Let's say I have a templatized function that is going to be specialized, so I really don't care about the base implementation. Can I do something like this:
template <typename T>
T dummy() {
assert(false);
return declval<T>();
}
When I try to do this in visual-studio-2017 I get a linking error:
unresolved external symbol
char const && __cdecl std::declval<char const >(void)
(??$declval@$$CBD@std@@YA$$QEBDXZ) referenced in functionchar const __cdecl dummy<char const>()
Again this function is uncalled, but I do save a pointer to it. I can use return T{}
instead, and that compiles, but I need this to work even if there isn't a default constructor for T
. Is there a way that I can work around this?

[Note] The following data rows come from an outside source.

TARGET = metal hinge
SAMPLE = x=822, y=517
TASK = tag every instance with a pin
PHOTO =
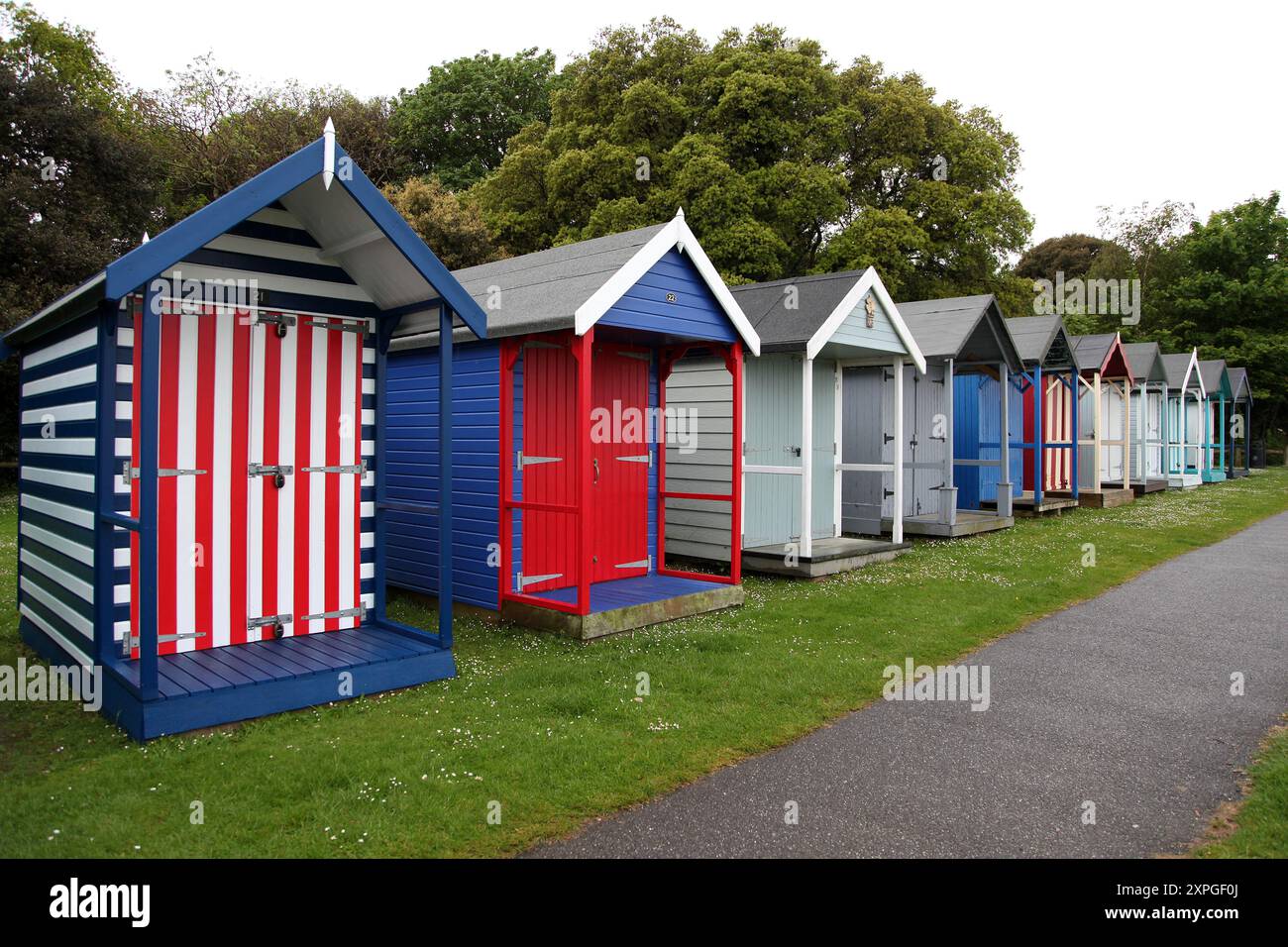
x=356, y=612
x=524, y=581
x=269, y=470
x=336, y=326
x=529, y=462
x=343, y=468
x=132, y=474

You can work around the problem by not providing a definition for the function template. Using
template <typename T>
T dummy();
template <>
int dummy() { std::cout << "template <> int dummy()"; return 42;}
int main()
{
dummy<int>();
dummy<double>();
return 0;
}
You will get a linker error because dummy<double>();
does not exist but if you comment it out then the code will compile because there does exist a specialization for int
. This means you don't have to worry about returning anything.
You can eve use
template <typename T>
T dummy() = delete;
instead of not providing a definition so instead of getting a linker error you'll get a "nice" compiler error saying you are trying to use a deleted function. This also allows you to write overloads instead of specializations which is preferable as specializations are not considered during overload resolution. That's not really possible in your case since you don't take any parameters but if you do you should consider it.